The need for this couldn’t be clearer. Our recent Secret Lives of Marketers survey found that 99% of marketers are already using AI — but only 36% enjoy doing so. That gap matters. It tells us that AI has arrived in marketing, but it hasn’t yet earned its place. All while marketers risk losing their seat at the table because businesses haven’t yet felt the full cost of human displacement.
We want to change that.
The future we’re building is one where AI handles complexity, so marketers can focus on what only they can do. We want to help marketers spend less time on repetitive tasks and more time creating meaningful experiences.
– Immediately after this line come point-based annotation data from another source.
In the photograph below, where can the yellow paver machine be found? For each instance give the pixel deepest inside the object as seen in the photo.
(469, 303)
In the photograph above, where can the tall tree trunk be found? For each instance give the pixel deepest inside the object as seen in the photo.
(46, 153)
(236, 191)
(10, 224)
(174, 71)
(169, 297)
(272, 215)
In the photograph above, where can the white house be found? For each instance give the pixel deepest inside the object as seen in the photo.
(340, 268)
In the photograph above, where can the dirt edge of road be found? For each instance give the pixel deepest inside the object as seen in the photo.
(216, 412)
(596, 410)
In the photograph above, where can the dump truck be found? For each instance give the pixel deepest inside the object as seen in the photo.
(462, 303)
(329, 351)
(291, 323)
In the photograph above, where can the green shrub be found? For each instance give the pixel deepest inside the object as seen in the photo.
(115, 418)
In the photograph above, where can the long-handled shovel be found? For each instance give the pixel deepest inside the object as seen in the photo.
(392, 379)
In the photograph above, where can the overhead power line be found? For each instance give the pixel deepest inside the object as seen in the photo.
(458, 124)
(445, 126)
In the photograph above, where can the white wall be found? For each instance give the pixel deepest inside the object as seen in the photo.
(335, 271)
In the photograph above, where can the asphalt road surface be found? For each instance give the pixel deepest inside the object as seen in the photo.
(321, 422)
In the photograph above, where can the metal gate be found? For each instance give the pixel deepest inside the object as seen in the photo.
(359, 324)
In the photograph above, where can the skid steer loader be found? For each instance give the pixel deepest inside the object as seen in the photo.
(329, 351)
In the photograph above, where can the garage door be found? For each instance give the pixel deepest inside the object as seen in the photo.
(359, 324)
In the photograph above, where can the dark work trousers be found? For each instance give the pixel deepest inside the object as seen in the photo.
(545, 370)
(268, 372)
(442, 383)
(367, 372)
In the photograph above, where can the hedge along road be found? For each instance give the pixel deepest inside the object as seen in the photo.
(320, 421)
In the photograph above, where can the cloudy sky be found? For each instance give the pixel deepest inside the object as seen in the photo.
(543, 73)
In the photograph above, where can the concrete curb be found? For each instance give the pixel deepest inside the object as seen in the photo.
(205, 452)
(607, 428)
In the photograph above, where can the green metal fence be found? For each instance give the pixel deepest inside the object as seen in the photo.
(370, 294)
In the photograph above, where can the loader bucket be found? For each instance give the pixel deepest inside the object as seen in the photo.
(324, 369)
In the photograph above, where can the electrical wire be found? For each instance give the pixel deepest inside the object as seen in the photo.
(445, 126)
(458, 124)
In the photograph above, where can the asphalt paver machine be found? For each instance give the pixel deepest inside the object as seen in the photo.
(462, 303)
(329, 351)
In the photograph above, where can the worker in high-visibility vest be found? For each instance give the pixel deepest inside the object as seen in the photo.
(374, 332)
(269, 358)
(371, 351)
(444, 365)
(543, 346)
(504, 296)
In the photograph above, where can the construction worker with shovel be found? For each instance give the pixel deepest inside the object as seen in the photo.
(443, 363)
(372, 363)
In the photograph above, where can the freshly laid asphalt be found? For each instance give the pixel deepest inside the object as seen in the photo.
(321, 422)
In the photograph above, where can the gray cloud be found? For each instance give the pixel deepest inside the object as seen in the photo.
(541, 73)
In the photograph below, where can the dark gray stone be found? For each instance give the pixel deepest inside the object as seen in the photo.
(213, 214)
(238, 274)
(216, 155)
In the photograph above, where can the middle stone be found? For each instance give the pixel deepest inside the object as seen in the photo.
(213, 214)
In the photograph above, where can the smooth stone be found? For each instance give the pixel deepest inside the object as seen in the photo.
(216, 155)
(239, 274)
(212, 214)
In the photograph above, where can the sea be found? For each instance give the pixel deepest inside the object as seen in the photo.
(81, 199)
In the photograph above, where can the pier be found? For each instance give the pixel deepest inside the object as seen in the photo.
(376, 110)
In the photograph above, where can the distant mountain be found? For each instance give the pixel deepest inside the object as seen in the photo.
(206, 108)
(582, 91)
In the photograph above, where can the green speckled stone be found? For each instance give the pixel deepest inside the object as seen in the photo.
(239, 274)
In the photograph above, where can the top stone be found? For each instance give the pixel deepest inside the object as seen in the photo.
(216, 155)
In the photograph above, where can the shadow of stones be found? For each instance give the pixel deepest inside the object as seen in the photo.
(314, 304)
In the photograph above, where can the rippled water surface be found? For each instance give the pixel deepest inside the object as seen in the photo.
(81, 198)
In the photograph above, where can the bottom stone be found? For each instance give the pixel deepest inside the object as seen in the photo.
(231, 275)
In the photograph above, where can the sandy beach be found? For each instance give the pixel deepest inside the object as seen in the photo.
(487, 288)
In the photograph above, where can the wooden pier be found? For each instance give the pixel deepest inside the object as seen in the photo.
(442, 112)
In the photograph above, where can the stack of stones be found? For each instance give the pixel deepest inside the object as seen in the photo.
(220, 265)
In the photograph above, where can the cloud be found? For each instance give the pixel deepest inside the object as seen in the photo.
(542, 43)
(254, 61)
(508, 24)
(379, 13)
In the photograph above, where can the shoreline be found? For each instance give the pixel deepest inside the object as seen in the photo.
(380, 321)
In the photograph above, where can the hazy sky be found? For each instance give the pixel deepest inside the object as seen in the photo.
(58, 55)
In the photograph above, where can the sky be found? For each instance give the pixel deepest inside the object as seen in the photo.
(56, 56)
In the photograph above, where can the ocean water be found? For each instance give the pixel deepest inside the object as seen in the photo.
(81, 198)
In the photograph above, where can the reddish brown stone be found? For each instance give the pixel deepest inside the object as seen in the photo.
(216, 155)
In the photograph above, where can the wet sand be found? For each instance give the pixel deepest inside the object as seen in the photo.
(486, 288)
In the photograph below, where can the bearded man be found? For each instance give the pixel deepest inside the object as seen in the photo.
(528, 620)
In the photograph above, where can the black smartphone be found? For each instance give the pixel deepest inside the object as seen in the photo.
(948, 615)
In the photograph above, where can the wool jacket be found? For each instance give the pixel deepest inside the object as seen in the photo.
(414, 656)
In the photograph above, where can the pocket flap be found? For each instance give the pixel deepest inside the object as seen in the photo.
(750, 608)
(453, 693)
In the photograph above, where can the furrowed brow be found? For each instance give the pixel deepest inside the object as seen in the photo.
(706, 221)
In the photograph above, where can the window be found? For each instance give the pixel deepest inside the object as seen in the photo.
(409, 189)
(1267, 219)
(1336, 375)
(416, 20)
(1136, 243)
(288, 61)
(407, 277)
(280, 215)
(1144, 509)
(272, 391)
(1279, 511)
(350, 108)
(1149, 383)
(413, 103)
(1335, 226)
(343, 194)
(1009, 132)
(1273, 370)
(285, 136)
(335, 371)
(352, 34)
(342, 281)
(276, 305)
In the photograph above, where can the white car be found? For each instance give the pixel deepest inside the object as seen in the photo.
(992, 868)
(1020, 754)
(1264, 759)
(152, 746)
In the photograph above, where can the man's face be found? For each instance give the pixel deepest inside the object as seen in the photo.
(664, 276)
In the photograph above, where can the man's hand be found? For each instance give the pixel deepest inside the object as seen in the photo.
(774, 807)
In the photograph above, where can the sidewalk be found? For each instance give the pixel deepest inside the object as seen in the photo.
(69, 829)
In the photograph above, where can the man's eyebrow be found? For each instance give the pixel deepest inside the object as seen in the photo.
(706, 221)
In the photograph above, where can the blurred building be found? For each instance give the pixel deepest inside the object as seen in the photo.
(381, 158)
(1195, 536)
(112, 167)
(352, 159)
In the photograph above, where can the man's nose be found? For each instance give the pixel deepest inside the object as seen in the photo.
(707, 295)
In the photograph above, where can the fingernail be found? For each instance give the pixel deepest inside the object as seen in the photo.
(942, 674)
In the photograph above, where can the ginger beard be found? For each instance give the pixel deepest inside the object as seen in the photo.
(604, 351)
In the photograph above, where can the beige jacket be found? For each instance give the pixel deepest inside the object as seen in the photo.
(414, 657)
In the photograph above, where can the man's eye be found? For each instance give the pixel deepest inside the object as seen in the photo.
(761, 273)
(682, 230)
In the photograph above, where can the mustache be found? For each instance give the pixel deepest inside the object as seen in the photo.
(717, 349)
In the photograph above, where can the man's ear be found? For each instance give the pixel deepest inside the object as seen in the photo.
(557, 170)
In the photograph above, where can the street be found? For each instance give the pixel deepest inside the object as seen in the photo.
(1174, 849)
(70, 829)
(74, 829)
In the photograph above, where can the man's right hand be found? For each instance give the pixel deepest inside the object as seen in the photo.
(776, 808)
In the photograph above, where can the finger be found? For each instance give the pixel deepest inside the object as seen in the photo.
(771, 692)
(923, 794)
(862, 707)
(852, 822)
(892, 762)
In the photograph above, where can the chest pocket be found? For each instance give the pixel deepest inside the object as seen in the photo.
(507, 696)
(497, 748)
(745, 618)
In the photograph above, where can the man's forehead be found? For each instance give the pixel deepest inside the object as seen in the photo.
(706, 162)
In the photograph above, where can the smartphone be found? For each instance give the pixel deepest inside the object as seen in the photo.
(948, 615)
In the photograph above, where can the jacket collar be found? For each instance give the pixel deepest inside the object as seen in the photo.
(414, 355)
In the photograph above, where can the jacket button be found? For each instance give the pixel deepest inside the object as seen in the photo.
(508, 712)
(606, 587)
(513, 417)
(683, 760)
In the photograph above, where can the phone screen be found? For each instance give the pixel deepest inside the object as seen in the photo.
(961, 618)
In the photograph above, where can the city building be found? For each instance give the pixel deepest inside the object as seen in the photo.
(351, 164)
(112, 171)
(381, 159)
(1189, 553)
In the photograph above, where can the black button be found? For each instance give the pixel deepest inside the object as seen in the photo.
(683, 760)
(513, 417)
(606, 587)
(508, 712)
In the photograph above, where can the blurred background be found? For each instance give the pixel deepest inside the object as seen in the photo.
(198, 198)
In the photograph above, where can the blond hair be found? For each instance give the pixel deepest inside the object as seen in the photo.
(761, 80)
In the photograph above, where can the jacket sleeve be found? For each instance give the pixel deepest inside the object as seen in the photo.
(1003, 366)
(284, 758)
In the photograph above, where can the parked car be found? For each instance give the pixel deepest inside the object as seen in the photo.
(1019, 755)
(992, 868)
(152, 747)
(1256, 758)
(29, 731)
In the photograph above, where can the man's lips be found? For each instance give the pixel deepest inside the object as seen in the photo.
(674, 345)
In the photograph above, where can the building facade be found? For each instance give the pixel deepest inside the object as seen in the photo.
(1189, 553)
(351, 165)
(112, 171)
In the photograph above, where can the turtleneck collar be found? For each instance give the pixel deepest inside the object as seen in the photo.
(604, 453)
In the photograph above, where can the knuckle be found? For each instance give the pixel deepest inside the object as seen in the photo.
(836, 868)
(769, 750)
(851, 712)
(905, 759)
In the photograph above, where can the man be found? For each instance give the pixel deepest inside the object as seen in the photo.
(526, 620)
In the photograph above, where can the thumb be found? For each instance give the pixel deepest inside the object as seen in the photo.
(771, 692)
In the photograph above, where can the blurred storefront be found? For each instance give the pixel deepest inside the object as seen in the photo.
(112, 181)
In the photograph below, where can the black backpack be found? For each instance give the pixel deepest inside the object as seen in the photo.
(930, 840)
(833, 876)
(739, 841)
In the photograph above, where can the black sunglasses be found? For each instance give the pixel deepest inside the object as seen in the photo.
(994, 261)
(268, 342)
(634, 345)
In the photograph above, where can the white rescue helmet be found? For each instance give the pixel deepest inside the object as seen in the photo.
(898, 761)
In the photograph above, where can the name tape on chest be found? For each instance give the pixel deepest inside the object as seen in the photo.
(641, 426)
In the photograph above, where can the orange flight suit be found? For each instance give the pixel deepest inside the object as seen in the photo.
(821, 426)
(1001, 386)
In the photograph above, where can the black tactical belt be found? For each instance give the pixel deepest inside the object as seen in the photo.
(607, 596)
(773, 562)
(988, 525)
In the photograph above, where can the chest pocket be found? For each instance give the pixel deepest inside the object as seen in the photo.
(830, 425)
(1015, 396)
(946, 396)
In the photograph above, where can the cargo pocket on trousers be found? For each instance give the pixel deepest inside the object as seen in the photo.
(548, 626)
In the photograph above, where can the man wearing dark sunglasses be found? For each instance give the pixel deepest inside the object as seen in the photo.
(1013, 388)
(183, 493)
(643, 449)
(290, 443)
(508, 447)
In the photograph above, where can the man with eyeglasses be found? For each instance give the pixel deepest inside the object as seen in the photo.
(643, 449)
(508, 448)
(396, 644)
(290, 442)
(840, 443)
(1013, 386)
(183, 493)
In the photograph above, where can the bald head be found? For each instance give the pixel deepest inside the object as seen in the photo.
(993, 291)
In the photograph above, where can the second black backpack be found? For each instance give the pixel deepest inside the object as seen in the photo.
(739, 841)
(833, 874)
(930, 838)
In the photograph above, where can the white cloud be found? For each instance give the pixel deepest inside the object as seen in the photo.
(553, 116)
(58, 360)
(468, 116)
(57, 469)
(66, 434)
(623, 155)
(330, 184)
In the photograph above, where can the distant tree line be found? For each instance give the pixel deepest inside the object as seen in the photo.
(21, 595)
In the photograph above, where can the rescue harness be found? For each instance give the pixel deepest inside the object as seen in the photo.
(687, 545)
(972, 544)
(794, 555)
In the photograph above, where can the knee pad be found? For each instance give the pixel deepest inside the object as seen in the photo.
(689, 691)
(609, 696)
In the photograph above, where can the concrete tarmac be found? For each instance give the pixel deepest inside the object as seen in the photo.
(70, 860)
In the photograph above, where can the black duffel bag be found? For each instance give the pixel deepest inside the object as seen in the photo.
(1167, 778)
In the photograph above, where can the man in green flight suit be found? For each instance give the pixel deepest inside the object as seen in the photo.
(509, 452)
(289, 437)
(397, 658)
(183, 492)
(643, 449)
Understanding customer behavior, building smarter automations, personalizing experiences, and creating content that’s rooted in real customer insight, with marketers firmly in the driving seat.
The brands that succeed will be those that find the right balance between automation and authenticity. Your customers deserve communication from brands that stand for something. Technology provides speed, scale, and intelligence, but it is marketers who provide the creativity and direction. Technology and talent are not competing forces; they complement each other perfectly.
The future of marketing isn’t human versus AI. It’s human plus AI. As we watch tools and technology continue to evolve over time, we must remember that the need to understand people and build real connections is here to stay. Let’s put AI to work, stay human at heart, and build brands worth remembering.